Both men and women are trying to do the right thing, but by two different sets of rules that define what right is based on their gender differences. It is not about rights or wrongs, good or bad, or Mars versus Venus. It is simply about difference. We also see gender differences in both emotional intelligence and leadership styles between men and women, which can have a profound impact on one’s career advancement.

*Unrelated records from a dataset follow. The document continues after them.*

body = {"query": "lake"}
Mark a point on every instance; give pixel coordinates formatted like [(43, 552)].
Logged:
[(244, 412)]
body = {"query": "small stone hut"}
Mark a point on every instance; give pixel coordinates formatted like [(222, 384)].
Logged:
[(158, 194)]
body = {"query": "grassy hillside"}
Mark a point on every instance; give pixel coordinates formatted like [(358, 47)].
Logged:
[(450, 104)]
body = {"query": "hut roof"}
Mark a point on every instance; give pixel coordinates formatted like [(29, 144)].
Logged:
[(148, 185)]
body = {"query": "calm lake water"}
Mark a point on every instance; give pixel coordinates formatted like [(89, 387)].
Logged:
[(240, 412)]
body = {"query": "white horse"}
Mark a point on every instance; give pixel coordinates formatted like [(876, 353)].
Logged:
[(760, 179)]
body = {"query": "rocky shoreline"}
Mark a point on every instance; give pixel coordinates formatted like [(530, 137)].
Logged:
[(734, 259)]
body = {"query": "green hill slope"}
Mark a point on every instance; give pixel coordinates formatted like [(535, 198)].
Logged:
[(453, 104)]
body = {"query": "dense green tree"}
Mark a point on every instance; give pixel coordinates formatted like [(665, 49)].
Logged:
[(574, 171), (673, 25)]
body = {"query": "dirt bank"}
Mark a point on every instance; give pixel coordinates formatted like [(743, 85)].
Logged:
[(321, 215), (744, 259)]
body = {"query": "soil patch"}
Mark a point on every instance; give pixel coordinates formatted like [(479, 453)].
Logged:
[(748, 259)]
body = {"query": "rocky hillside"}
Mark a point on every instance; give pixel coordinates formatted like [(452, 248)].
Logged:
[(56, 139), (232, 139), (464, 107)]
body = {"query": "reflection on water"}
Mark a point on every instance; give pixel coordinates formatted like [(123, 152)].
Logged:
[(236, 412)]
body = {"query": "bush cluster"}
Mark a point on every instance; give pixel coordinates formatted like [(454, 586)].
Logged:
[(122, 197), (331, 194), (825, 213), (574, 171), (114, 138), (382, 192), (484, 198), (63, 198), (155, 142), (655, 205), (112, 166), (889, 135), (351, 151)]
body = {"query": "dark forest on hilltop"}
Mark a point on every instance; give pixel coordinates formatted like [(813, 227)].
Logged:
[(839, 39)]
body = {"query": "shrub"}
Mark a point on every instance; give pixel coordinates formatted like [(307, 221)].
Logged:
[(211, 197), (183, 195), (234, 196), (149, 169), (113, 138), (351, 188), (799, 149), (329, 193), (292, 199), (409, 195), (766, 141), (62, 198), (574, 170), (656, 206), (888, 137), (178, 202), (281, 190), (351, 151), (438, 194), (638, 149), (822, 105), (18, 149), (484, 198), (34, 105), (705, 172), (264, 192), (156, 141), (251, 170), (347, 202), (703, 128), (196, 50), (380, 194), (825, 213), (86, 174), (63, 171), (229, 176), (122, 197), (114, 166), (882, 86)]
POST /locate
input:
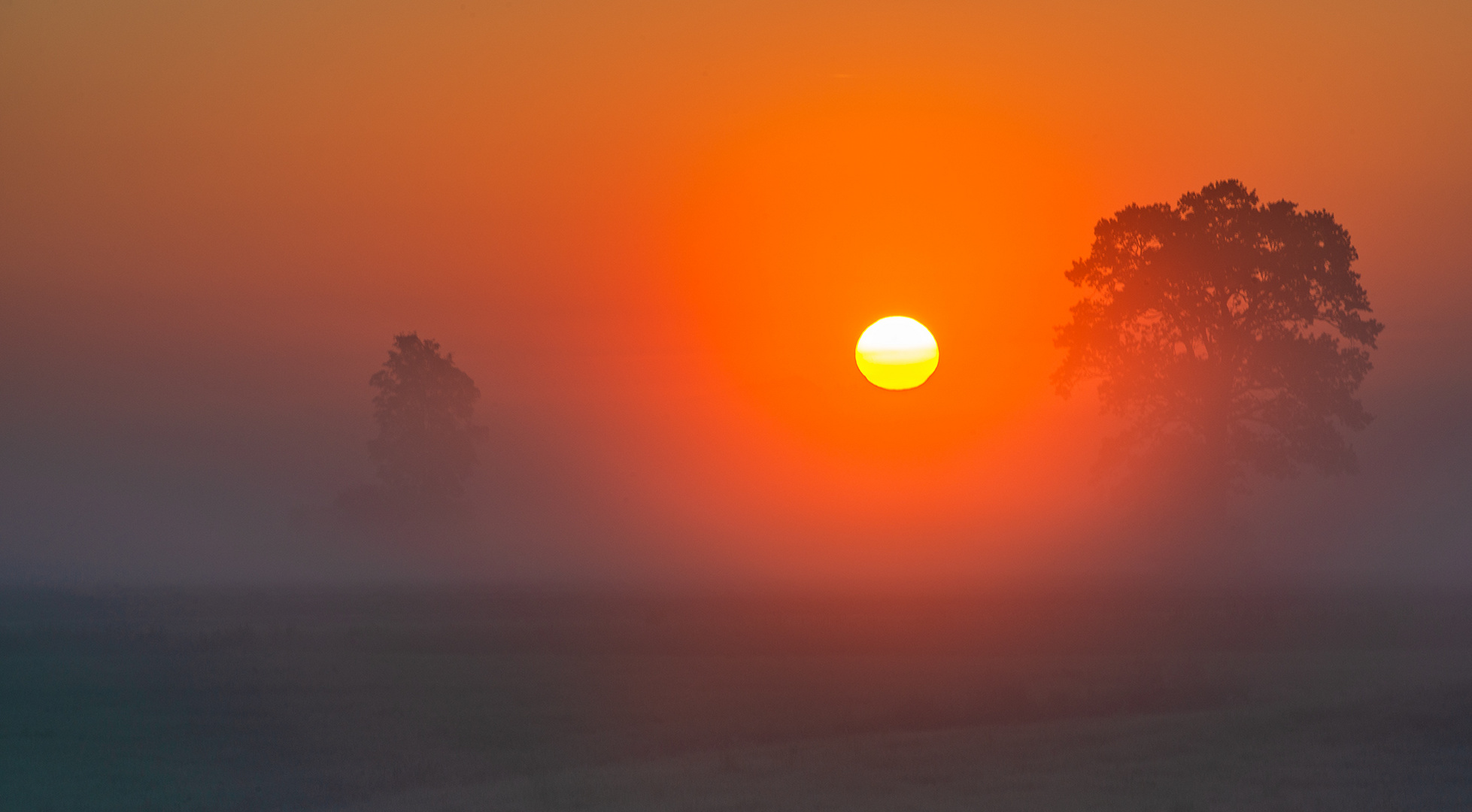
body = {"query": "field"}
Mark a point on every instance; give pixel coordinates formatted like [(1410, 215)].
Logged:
[(455, 699)]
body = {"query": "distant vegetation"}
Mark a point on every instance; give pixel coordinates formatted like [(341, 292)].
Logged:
[(1230, 338), (427, 438)]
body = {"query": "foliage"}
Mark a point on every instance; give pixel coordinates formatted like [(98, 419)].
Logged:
[(426, 444), (1227, 335)]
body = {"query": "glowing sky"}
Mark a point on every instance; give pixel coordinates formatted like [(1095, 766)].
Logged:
[(652, 232)]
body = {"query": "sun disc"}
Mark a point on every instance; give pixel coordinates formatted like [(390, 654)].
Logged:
[(897, 353)]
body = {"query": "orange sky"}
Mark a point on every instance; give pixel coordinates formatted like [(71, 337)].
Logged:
[(652, 233)]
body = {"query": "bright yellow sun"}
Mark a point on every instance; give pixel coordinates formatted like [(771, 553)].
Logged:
[(897, 353)]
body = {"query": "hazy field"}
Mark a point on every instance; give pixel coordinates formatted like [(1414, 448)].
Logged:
[(464, 699)]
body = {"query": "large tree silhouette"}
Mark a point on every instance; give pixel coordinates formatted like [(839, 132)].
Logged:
[(426, 444), (1228, 336)]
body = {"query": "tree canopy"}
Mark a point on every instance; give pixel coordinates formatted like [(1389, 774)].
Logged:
[(426, 444), (1228, 336)]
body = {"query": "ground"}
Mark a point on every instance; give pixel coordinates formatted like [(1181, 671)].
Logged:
[(480, 699)]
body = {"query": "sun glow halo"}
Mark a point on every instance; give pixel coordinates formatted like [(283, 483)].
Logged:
[(897, 353)]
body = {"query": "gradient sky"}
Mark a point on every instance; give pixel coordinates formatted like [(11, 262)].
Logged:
[(652, 233)]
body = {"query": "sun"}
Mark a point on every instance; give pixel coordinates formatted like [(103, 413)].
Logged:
[(897, 353)]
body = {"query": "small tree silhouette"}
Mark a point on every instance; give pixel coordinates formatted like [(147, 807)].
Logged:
[(426, 444), (1228, 336)]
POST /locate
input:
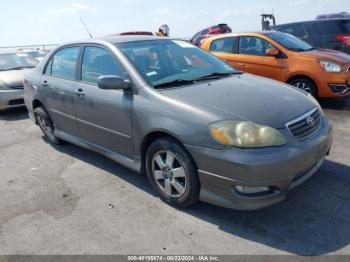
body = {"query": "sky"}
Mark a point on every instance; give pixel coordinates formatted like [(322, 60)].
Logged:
[(57, 21)]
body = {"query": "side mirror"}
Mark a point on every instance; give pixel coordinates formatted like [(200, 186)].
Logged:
[(272, 52), (112, 82)]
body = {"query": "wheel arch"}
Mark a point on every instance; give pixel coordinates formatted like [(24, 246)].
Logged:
[(155, 135), (296, 76)]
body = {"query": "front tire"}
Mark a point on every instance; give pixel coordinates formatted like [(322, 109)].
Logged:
[(306, 85), (172, 173), (46, 125)]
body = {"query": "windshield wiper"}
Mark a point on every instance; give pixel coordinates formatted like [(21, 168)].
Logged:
[(17, 68), (217, 75), (177, 82)]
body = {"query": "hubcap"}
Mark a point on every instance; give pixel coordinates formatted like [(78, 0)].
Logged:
[(303, 86), (45, 126), (169, 174)]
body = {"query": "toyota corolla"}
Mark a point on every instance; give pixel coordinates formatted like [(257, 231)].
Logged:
[(199, 129)]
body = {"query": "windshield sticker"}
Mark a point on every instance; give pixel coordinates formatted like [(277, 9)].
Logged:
[(152, 73), (183, 44)]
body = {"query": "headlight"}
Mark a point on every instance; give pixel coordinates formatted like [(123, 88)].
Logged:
[(329, 66), (245, 134)]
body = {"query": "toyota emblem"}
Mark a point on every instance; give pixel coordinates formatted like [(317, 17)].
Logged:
[(310, 121)]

Men and women live in different cultures. It starts at birth and carries into adulthood. Men and women play by different rules and there are some key differences between the genders. Let’s take a look at how children play. Boys play games centered on conflict and competition (think race cars, cops and robbers, or any sports). In these games, boys learn how to win and lose, get to a goal, take risks, and play with people they do not like. In contrast, girls play games centered on relationships and getting along with no conflict (think tea parties, dolls, or dress up). In these games, girls learn how to negotiate, avoid conflict, and do what is fair for all with an even distribution of power.

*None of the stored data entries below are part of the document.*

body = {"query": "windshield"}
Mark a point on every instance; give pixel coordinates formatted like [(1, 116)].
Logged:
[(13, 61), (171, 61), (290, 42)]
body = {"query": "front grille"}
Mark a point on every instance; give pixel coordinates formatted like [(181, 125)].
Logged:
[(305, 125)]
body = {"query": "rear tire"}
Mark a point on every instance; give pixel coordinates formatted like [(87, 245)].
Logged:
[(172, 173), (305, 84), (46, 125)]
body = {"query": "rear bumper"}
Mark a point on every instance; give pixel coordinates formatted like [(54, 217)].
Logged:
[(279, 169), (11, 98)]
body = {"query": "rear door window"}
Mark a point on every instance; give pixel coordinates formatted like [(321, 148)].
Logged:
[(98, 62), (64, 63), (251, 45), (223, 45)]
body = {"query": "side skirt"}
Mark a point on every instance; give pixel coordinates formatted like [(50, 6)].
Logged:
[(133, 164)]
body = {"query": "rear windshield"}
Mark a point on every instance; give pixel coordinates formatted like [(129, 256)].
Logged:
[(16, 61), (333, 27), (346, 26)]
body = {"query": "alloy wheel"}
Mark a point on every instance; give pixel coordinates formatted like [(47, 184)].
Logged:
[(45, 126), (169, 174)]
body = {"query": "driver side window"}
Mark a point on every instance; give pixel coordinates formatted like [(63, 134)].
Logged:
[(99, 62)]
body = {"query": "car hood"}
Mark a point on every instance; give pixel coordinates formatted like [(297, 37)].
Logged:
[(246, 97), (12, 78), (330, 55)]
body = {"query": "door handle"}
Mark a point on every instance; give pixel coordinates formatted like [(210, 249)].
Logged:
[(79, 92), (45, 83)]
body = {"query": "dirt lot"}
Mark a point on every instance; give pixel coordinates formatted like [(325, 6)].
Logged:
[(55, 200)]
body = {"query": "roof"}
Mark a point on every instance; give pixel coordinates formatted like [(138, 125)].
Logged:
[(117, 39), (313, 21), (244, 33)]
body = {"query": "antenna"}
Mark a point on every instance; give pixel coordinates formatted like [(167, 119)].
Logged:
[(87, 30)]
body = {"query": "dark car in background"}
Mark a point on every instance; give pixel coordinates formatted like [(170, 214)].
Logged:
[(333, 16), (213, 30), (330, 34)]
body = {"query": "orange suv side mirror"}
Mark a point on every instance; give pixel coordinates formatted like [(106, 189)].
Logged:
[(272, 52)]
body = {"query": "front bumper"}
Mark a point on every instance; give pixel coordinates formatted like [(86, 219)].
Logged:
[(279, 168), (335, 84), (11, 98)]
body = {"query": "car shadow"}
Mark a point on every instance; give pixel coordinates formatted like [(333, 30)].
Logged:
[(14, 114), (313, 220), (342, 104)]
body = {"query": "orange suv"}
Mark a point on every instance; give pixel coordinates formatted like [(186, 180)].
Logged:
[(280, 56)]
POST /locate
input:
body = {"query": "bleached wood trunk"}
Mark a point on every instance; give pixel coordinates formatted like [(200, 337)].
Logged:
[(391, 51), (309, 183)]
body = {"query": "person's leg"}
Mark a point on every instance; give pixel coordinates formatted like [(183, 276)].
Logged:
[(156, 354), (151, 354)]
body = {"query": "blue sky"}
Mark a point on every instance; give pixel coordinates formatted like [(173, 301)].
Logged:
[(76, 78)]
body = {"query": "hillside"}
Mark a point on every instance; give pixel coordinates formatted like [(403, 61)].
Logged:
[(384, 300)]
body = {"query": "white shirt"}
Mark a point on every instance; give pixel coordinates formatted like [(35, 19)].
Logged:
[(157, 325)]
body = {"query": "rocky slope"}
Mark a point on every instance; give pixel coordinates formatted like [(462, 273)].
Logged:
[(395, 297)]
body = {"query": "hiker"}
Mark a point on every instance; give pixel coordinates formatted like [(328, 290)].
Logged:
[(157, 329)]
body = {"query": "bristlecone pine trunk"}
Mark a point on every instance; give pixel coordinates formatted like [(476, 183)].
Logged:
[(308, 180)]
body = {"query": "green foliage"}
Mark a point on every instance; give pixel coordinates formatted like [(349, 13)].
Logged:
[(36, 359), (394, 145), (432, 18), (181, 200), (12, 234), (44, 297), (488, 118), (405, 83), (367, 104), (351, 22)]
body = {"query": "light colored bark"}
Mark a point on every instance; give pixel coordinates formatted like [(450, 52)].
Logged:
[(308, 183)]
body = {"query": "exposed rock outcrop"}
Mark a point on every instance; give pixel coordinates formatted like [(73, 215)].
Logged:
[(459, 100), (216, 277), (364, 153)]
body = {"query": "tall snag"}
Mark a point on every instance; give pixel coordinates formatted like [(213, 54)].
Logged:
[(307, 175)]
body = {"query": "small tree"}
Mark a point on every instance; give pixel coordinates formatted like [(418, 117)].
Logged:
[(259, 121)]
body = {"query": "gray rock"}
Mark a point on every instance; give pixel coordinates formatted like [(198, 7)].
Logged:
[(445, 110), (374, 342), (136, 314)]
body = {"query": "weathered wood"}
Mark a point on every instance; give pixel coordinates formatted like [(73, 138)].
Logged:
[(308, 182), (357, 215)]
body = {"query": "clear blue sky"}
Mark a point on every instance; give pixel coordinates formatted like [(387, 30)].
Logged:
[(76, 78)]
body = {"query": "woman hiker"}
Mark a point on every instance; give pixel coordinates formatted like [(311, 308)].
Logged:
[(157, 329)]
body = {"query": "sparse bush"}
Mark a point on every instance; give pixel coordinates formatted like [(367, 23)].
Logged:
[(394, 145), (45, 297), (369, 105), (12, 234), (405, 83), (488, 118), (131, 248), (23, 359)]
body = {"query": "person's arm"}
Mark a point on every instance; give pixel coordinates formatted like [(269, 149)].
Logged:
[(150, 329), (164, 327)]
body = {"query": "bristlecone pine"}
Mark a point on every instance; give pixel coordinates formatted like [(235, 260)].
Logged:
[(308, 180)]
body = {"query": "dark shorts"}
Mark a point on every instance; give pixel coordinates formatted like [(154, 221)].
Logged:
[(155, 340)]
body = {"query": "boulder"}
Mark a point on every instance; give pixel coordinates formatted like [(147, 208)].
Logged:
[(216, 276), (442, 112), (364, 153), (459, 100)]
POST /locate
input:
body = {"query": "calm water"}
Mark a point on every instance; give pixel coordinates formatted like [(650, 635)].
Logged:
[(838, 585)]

As adults, we carry these lessons into the workplace in the way we work within a structure, hold meetings, work in teams, the different ways we talk, and in how we lead others. For example, let us examine how gender differences affect organizational structure. Men prefer to work in a hierarchical structure. This structure is both goal-focused and linear-focused, with a directive communication style. Women prefer to work in a flat structure that is process-focused and multi-faceted. Talking it over through discussion and involvement is the preferred communication style in a flat structure.
Second, the way men and women conduct meetings is very different. Men tend to get their “ducks in a row” and build alignment before the meeting, so when the meeting actually occurs, the substantial part of the meeting has already happened. Women, in sharp contrast, bring their ideas and discussion points to the meeting expecting to dialog with everyone involved, but unbeknownst to her, the meeting has already occurred.
As you might imagine, these gender differences can lead to very different perceptions of men and women in the workplace. Just as we cannot expect the same behavior from everyone, we cannot communicate with or lead everyone in the same way. By having an awareness of these differences, it can have a significant impact on your success as a trainer, as well as your organization’s ability to manage their employee’s talent.